Foraging with Emily

Foraging with Emily

Take to the Woods by Emily Giles

There’s snow everywhere and the roads are too slick to drive on. I have a freezer full of meat and a lot of time to experiment. Let’s take to the woods. I’m searching for the Shagbark Hickory as it stands out easily with its peely, shaggy bark which peels up and down. I’m careful not to confuse it with the Southern White Oak which also has peely bark but peels side to side.

Shagbark Hickory
Shagbark Hickory (Photo courtesy of

People often ask what you can find to eat or use for medicine in the winter and this is an easy one that stands out! In the fall and into early winter you can find the hickory nuts and make a delicious hickory milk which is quite easy to do and the nuts are easy to store. They are filled with vitamins and minerals and low in saturated fat. However, we can’t find them easily now with all this snow on the ground but what is still easy to spot and readily accessible year round is the bark.

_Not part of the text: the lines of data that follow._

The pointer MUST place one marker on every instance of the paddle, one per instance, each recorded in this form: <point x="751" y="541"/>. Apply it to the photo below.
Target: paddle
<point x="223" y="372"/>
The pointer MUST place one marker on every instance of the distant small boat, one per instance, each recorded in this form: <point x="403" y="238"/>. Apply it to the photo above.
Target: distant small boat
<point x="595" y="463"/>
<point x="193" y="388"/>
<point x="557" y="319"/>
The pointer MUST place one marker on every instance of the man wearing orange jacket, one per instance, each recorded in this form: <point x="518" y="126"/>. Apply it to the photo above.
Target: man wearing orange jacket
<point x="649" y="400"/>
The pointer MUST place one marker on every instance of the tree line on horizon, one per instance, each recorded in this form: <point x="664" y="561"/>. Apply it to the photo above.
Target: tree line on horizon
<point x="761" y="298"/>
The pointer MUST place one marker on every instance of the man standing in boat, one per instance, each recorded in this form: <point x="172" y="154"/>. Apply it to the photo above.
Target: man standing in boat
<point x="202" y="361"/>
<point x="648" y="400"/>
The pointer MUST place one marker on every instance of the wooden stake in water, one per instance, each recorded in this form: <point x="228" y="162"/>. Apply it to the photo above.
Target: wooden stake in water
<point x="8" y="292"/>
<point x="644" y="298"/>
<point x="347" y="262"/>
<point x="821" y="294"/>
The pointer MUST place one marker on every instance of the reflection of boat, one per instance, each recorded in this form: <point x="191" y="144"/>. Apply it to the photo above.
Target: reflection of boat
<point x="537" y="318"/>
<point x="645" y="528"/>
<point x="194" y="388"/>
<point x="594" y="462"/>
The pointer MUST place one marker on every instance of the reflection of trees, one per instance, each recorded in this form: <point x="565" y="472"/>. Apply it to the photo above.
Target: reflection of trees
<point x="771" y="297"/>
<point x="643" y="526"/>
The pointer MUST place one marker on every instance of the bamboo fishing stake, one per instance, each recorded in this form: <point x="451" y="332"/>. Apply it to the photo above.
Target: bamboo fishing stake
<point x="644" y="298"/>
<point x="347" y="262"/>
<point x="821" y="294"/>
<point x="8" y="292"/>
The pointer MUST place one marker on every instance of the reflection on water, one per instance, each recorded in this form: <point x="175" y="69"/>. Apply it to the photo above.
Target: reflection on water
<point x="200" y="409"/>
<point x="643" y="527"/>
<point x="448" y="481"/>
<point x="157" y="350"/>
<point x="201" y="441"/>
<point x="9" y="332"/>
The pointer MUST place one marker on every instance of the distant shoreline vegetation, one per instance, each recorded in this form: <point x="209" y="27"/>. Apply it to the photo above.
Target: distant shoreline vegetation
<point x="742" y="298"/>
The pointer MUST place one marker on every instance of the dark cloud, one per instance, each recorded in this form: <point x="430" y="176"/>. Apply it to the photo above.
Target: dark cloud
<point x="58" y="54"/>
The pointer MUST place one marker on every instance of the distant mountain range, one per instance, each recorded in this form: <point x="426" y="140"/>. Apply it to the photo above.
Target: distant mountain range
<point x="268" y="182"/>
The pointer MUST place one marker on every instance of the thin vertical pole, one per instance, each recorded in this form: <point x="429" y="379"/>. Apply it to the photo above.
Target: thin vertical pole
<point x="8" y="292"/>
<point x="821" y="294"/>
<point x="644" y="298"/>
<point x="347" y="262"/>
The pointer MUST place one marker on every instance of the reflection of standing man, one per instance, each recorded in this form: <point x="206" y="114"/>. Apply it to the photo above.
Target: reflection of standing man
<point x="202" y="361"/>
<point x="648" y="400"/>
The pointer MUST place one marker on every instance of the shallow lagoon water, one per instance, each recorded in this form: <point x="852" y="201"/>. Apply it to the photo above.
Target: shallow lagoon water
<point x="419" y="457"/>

Simple enough, find your tree and peel off some pieces of the outer, peely bark. Put them in a pot of water to make a strong tea and strain out the bark. Turn your strong tea into a simple syrup using a 2:1 ratio of sugar to water and your done. You’ve now made hickory syrup which has a sweet yet smoky flavor. It’s not my favorite syrup over pancakes but delicious over meat. A few options to experiment with are ham or a pork loin, over meatballs, or you can add it with whatever homemade jerky you making! If you’ve ever been to one of the Herbal Extravaganzas at A New Life Herbs on the Somerville square, you’ve probably already tasted Hickory Syrup Meatballs as it is one of my favorites.